Huismuseum Pieter van der Hult
De Dordtse kunstschilder Pieter van der Hult verbleef in 1672 met zijn moeder Maria van Rommerswael in ‘s-Gravenhage, waar hij in de leer was bij Willem Doudijns. Op 20 augustus 1672 werden Johan en Cornelis de Witt daar vermoord en wegens 'de danguereuse tyden' vertrokken moeder en zoon halsoverkop naar Dordrecht. Het was voor Dordtenaren inderdaad beter om die stad maar snel te verlaten; bekenden zijn van de gebroeders De Witt was levensgevaarlijk.
Van der Hult beschikte over een collectie schilderijen die hij ‘aen de liefhebbers van de conste ter besichtiging’ stelde, aldus Erasmus Arondeus, eveneens een leerling van Willem Doudijns. Arondeus zou zorgdragen voor het transport van de schilderijen naar Dordrecht. Ze kwamen daar op 23 september 1672 aan, waarna de collectie in Pieters huis werd opgehangen.

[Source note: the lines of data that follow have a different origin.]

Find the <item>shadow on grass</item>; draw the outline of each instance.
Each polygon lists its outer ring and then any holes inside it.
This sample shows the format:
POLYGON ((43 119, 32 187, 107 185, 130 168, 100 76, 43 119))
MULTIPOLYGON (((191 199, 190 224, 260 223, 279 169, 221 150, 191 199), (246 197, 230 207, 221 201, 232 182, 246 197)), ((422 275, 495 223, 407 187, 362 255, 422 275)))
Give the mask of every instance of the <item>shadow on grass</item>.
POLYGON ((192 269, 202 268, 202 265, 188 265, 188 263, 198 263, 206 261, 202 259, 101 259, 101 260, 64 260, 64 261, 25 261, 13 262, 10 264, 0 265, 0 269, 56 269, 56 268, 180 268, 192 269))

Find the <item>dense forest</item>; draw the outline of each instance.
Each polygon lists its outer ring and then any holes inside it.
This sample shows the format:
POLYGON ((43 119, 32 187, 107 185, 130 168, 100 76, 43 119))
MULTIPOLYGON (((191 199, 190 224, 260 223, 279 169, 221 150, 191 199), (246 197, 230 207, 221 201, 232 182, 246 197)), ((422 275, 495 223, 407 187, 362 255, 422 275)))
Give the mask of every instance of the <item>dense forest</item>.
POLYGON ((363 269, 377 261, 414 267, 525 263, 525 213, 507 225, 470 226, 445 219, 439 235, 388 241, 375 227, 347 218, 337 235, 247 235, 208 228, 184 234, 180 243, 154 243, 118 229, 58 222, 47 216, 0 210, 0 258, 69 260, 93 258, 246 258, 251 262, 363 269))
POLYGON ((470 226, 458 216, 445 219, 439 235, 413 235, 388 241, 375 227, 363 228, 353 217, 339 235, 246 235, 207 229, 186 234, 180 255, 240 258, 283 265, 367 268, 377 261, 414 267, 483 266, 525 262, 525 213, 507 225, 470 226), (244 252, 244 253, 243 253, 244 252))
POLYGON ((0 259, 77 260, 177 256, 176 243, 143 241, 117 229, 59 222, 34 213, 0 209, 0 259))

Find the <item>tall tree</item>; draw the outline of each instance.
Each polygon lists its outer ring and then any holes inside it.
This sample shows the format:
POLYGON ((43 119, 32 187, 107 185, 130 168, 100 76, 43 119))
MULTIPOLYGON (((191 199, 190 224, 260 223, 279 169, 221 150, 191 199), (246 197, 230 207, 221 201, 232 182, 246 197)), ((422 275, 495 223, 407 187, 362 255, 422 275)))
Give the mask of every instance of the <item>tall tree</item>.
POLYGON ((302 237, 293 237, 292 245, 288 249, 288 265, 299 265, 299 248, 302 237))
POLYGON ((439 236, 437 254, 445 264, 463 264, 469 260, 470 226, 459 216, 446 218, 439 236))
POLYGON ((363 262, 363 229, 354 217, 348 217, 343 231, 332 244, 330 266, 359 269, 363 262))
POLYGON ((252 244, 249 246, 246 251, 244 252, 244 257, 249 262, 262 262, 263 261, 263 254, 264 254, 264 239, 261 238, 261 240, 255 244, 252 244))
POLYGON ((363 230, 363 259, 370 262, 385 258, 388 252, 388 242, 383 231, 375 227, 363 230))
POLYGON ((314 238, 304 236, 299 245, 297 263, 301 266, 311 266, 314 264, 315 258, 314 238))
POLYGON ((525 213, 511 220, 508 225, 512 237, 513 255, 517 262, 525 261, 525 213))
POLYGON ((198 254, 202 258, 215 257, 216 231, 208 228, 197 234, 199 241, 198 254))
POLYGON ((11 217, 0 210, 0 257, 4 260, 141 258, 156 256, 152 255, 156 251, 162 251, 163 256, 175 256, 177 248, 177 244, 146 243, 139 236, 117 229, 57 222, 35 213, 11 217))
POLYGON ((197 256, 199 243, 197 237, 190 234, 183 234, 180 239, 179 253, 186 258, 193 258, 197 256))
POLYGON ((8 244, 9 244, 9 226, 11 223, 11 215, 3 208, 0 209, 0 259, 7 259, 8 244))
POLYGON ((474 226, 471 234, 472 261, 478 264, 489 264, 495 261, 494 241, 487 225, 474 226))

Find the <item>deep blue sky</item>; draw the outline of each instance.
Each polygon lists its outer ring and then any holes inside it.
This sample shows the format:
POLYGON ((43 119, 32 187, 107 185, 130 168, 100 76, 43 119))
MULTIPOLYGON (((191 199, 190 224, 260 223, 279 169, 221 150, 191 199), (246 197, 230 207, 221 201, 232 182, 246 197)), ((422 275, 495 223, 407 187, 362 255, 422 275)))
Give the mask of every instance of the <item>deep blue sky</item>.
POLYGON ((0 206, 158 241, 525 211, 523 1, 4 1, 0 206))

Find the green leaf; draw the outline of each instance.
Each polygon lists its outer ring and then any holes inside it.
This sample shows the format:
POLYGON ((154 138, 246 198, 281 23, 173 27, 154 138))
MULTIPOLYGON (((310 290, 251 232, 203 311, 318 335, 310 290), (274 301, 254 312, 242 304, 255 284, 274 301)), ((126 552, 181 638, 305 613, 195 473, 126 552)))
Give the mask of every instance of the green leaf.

Hiermee kreeg Dordrecht zijn eerste museum, dat toegankelijk was voor vrienden en bekenden van moeder en zoon. De collectie bestond uit 68 schilderijen van niet de minste kunstenaars: Rubens, Van Ostade, Mereveld, Saverij, Schongauer, Dürer, Lucas van Leijden, Cranach, Rembrandt, Jordaens en anderen. Ook Dordtse schilders, zoals Samuel van Hoogstraten, waren vertegenwoordigd. Het huis stond op de Hoge Nieuwstraat, op de oostelijke hoek van de Lange IJzerenbrugstraat. Tot voor kort was op die locatie de school van Instituut Kranenburg gevestigd.
Dordrechts Museum
De collectie van het Dordrechts Museum werd van betekenis door twee legaten: een van kunstverzamelaar en aquarellist Leendert Dupper (1799-1870) en een van de dochter van Ary Scheffer (1795-1858), een in Dordrecht geboren kunstschilder die in Parijs grote bekendheid verwierf. Hoewel hij Dordrecht als 2-jarige heeft verlaten, werd hij vier jaar na zijn dood met een standbeeld vereerd. Deze verering zal ertoe hebben bijgedragen dat Cornelia Scheffer een legaat instelde ten behoeve van Vereniging Dordrecht Museum, die daarmee de collectie in bruikleen heeft gegeven aan het (gemeentelijk) museum. Het museum is nu gevestigd in het voormalige Krankzinnig- en Beterhuis.
Huis Van Gijn
Bankier Simon van Gijn (1835-1922) had een brede interesse voor geschiedenis en was in de vermogenspositie om gedurende zijn leven een enorme collectie objecten aan te leggen. Hij kocht alles wat hem interesseerde, groot of klein, van meubels tot speelgoed, prenten, scheepsmodellen, zilverwerk en keramiek. Van Gijn bewoonde een kolossaal huis uit 1728 aan de Nieuwe Haven. Van Gijn en zijn echtgenote waren kinderloos waarmee het herenhuis groot genoeg bleef voor zijn buitensporige verzameling.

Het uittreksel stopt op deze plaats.